Learn From Antiques
Avoid construction mishaps by looking at mistakes from the pastSynopsis: If you want to build furniture that will last well into the future, the best place to look is the past. Period furniture expert Steve Latta scoured the countryside in search of antiques, looking for cracked tabletops, split sides, broken bracket feet, loose moldings, and other flaws that developed over time. Then he provided solutions that will prevent these problems from happening to you. Most often, the culprit is wood movement and the solutions are simple.
Let’s say a future woodworker examines my furniture 100 years from now and notices a few consistent failures. Now imagine that person visits me in a time machine to tell me where I went wrong. Well, you can bet I would listen to him or her and make some changes to the way I build.
Luckily for us, we already have a time machine, thousands of them, in fact. Antiques let us see what happens to a piece during its life, and I’ve learned much of what I know by closely examining many of these old pieces.
For this article I scoured a number of my favorite furniture barns and museums, looking not only for cracks and breaks, but also for the most instructive failures—common problems that happen in pieces of all types and styles. I found the perfect collection at Philip H. Bradley Co., an antiques dealer in Downingtown, Pa. Bradley’s pieces are iconic and beautifully preserved, and plentiful enough to contain many of the usual issues I’ve encountered in my decades of furniture study.
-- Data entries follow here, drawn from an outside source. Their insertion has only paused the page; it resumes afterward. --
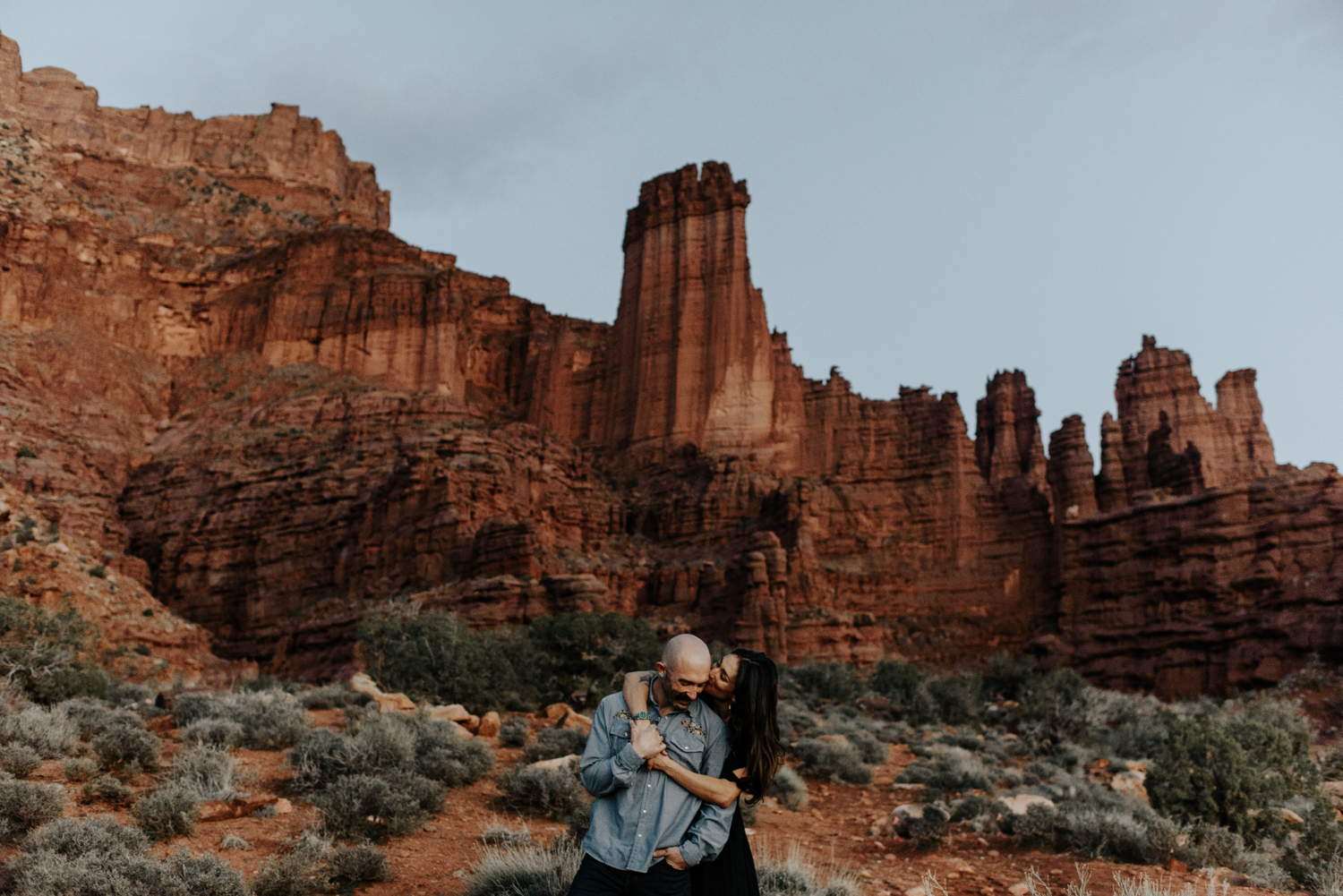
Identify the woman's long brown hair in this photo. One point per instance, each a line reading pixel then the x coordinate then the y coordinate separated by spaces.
pixel 755 732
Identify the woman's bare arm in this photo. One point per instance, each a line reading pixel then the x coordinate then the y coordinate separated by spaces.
pixel 720 791
pixel 636 694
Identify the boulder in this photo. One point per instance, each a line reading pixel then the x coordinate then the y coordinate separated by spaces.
pixel 1131 783
pixel 489 726
pixel 1022 802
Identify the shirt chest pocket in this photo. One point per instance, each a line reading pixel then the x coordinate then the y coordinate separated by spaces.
pixel 689 748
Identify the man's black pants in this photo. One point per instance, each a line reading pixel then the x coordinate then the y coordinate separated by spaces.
pixel 595 879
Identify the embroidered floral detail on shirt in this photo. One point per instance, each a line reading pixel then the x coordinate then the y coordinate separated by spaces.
pixel 693 729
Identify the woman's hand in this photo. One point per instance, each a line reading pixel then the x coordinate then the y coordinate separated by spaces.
pixel 661 762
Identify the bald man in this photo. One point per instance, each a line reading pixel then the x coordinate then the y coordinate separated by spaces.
pixel 646 829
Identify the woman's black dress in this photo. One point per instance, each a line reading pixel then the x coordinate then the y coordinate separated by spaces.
pixel 732 874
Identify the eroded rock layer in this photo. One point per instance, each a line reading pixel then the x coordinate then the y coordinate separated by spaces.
pixel 278 411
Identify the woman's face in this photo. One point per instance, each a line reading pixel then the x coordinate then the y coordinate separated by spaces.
pixel 723 678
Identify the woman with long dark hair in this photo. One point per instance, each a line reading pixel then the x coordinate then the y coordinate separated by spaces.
pixel 744 691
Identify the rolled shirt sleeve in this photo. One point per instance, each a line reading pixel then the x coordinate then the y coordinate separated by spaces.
pixel 709 833
pixel 602 770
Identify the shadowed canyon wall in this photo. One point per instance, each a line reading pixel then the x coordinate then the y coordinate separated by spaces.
pixel 290 413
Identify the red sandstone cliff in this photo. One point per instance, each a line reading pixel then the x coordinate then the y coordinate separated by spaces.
pixel 282 411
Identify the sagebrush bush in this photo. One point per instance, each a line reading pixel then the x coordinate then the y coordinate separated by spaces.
pixel 168 812
pixel 333 696
pixel 348 802
pixel 515 731
pixel 571 656
pixel 210 772
pixel 544 791
pixel 24 805
pixel 529 869
pixel 80 769
pixel 50 732
pixel 789 789
pixel 833 759
pixel 93 716
pixel 19 761
pixel 109 790
pixel 215 732
pixel 553 743
pixel 40 652
pixel 359 864
pixel 792 874
pixel 117 747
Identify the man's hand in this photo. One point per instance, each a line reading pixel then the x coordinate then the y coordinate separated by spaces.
pixel 646 742
pixel 673 856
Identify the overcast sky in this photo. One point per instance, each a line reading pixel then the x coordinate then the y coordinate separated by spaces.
pixel 940 190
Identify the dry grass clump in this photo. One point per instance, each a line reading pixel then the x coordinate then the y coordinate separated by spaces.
pixel 359 864
pixel 24 805
pixel 19 761
pixel 515 731
pixel 789 789
pixel 168 812
pixel 553 743
pixel 556 793
pixel 118 747
pixel 99 858
pixel 790 874
pixel 50 732
pixel 270 719
pixel 528 869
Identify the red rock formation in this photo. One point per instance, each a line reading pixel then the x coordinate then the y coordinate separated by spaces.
pixel 1232 587
pixel 282 411
pixel 1230 439
pixel 1071 480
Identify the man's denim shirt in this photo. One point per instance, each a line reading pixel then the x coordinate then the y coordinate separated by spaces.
pixel 638 812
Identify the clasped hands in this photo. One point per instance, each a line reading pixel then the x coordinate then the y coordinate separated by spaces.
pixel 650 747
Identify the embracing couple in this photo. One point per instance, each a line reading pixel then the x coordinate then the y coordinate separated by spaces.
pixel 666 770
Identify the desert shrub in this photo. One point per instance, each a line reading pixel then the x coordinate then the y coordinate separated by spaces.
pixel 214 732
pixel 359 864
pixel 499 836
pixel 24 806
pixel 209 772
pixel 789 789
pixel 333 696
pixel 816 683
pixel 48 732
pixel 270 719
pixel 544 791
pixel 458 762
pixel 531 869
pixel 168 812
pixel 833 759
pixel 515 731
pixel 349 801
pixel 437 656
pixel 792 875
pixel 579 657
pixel 233 841
pixel 109 790
pixel 552 743
pixel 40 652
pixel 120 746
pixel 931 828
pixel 93 716
pixel 204 875
pixel 80 769
pixel 792 721
pixel 19 761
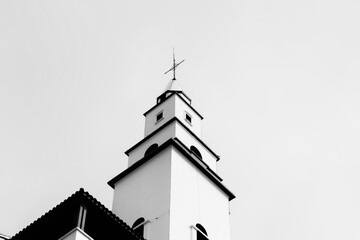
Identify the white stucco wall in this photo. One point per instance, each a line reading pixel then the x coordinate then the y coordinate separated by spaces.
pixel 173 130
pixel 195 199
pixel 174 106
pixel 146 193
pixel 159 138
pixel 180 109
pixel 189 140
pixel 168 109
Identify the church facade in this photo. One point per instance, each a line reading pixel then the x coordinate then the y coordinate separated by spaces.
pixel 170 190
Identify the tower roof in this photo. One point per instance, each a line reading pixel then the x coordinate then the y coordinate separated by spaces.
pixel 173 85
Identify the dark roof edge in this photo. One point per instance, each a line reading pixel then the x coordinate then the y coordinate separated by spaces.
pixel 178 146
pixel 82 193
pixel 178 94
pixel 165 125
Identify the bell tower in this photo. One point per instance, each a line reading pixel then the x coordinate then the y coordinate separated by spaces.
pixel 170 190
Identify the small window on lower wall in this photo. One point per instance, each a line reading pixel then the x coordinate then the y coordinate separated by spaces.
pixel 202 234
pixel 138 226
pixel 151 149
pixel 159 116
pixel 82 218
pixel 188 117
pixel 196 152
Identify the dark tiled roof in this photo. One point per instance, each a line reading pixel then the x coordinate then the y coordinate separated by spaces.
pixel 100 223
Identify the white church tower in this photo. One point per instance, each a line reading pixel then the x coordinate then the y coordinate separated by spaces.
pixel 170 190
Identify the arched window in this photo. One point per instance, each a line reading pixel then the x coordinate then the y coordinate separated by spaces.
pixel 200 235
pixel 151 149
pixel 195 151
pixel 138 226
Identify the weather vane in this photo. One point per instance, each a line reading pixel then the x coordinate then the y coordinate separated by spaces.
pixel 174 65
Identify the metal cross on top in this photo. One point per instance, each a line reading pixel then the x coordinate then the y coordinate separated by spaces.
pixel 174 65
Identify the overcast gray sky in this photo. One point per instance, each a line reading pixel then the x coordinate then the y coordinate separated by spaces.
pixel 276 81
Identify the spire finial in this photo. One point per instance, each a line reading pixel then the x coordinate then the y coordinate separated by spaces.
pixel 174 65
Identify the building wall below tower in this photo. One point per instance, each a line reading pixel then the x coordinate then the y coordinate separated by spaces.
pixel 195 199
pixel 145 192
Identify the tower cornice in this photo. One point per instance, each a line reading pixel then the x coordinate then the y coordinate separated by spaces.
pixel 164 126
pixel 199 164
pixel 168 97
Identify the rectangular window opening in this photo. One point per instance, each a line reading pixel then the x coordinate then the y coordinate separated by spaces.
pixel 188 117
pixel 82 218
pixel 159 116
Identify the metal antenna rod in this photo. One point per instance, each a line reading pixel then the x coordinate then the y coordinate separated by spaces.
pixel 174 65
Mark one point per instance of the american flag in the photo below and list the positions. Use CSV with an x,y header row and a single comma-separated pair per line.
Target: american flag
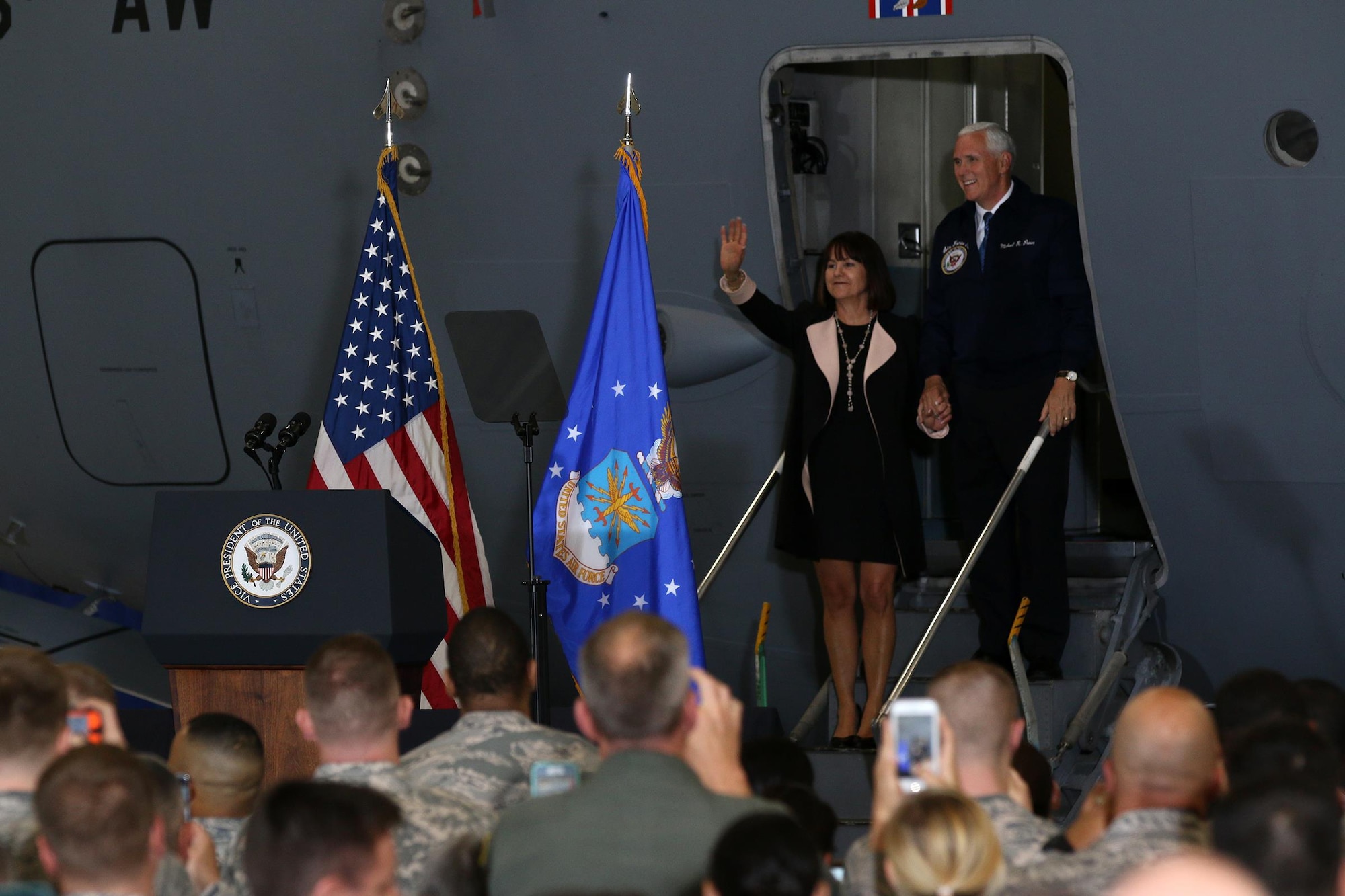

Wood movement is the creator of headaches: In most cases of furniture failure, the problem is the same: The maker did not sufficiently accommodate the seasonal shrinkage and expansion of wood parts. In a nutshell, wood barely moves along its length but moves a great deal across its width, and can do so with great force. When that movement is restricted, bad things often occur.
The most common type of restriction is cross-grain construction, where two or more pieces are joined together at opposing angles. One piece wants to expand and contract across its width, while the other piece doesn’t move at all along its length. Soon cracks and splits make their debut. If a piece is veneered across the grain of solid wood below, you get buckles and bubbles.
To fix or not to fix: In each case of furniture failures that follow, we’ve provided an illustration of why the problem happened and how a modern maker could prevent it in their own work. However, for a reproduction woodworker the solutions are not always clear-cut. How far a builder strays from the original is a matter of compromise and choice. Some argue that we should build exactly like our forefathers did. But for me, “because they did it that way” has never been a very strong argument.
One shop in my region was determined to build veneered card tables the exact same way the originals were built. They did not cross-band the bricklaid cores, and they considered the inevitable split veneers to be part of the “charm” of working with solid wood. When I made a table that way for a friend years ago and the face veneer split, neither he nor I found the crack charming. After that, I made sure to cross-band my cores.
While I tend to stay conservative in my approach, I always give top priority to the future integrity of the piece.